Current perimeter security systems and processes have been demonstrated to be insufficient for these emerging threats. For example, video cameras, night vision systems, radar, and conventional security patrols have proven ineffective at preventing recent terrorist attacks. Recent events such as the bombing of the USS Cole, a French oil tanker in Yemen, airport security breaches, car and suicide bombings, and the launching of rocket propelled grenades might have been avoided with an early warning system capable of detecting and tracking motion of objects on the ground or water. In each case, assailants penetrated traditional security layers of manned surveillance, video camera, or no security at all to launch an attack. Early identification and geolocation of potential ground and marine threats may be critical in thwarting attempts and securing and sustaining economic, commercial and military operations worldwide.

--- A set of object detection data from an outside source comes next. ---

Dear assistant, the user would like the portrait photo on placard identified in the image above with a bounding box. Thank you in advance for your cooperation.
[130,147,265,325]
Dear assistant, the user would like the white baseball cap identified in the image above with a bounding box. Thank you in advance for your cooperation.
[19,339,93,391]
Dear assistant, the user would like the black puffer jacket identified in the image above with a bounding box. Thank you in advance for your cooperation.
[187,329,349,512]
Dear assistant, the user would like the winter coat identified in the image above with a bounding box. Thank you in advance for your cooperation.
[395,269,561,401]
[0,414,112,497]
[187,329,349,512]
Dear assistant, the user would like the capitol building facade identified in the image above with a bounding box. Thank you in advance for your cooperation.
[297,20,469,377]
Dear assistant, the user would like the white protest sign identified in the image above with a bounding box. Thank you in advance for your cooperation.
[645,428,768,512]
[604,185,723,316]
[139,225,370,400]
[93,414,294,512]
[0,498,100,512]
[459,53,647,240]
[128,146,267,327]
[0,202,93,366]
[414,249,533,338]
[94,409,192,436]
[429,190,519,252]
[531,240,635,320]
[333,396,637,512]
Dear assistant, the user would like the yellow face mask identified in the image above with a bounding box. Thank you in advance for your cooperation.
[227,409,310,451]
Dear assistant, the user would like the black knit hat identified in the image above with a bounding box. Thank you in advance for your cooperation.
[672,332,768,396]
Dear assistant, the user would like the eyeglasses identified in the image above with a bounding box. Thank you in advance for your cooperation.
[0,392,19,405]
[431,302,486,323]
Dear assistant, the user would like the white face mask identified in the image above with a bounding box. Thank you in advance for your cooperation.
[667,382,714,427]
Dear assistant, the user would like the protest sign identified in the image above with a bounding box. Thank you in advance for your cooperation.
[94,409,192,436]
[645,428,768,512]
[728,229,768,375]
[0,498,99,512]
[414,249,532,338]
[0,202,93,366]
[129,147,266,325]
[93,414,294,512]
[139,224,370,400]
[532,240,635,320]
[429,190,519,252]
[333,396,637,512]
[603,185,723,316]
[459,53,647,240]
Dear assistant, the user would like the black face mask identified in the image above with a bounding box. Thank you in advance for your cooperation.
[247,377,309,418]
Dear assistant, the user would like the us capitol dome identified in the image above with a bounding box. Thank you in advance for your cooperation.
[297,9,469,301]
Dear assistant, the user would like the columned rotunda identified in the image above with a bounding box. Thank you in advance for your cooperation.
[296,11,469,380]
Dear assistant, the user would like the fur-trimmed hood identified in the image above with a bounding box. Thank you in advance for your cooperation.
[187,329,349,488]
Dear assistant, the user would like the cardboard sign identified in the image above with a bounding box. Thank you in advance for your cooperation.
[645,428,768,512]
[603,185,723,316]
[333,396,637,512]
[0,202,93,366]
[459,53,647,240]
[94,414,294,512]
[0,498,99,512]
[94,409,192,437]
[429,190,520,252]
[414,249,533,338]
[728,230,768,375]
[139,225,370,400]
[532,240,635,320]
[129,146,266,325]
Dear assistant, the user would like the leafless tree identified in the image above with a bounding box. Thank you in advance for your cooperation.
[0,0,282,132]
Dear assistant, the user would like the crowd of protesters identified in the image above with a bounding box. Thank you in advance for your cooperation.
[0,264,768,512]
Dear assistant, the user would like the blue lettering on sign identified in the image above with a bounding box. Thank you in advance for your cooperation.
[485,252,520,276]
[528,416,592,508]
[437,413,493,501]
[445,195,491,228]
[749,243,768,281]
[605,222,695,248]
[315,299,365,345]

In addition, use of conventional radar systems for threat monitoring may result in confusion due to multi-path returns over water and will suffer from radar “clutter” at close in ranges (blind radar zones). These blind zones, depending upon the radar power, may be on the order of hundreds of meters to kilometers, for example. Additionally, changes in sea states can degrade the detection performance of the radar system even further. Algorithms have been developed in an attempt to suppress the noise generated due to multiple scattering paths from interaction with swells and short period surface wave action, but generally are targeted for detection of large objects, such as ships, for example, over many kilometers. Further, radar systems also suffer from broad main beam lobes, on the order of 1-10 degrees. To generate this level of directivity, side lobes can also be generated creating multi-path propagation, further reducing the fine detail detection of conventional radar systems.
Also, as in the case of a search and rescue of a survivor at sea, like a downed pilot, for example, a person's body floating in water may be detected by a conventional passive infrared system relying on the thermal difference between the body and the water. As the body temperature can be different than that of the water, the body of a terrorist may be detected by passive infrared sensors. However, the body temperature of a terrorist may be disguised. Once the body temperature of the terrorist approaches that of the surrounding water, the ability to detect the body with passive infrared sensors quickly diminishes, i.e. the thermal gradients necessary for an infrared body signature are lost. Thus, under these circumstances, conventional passive infrared imaging systems may miss detecting the terrorist's body in the water.
Likewise, in searching for persons in the water as in the case of a search and rescue mission, while living, sufficient thermal gradients may exist to enable thermal detection of the person. However, once deceased, the body temperature approaches that of the water. In this case, use of thermal imaging for recovery is voided.
The present invention overcomes the aforementioned drawbacks of the current perimeter security and search and rescue systems and provides a laser perimeter awareness system (LPAS) which utilizes a laser obstacle awareness system for monitoring a perimeter around a vulnerable target for rendering an awareness of potential threats to such target or for monitoring a perimeter of water around a search vehicle for detecting an object floating in the water.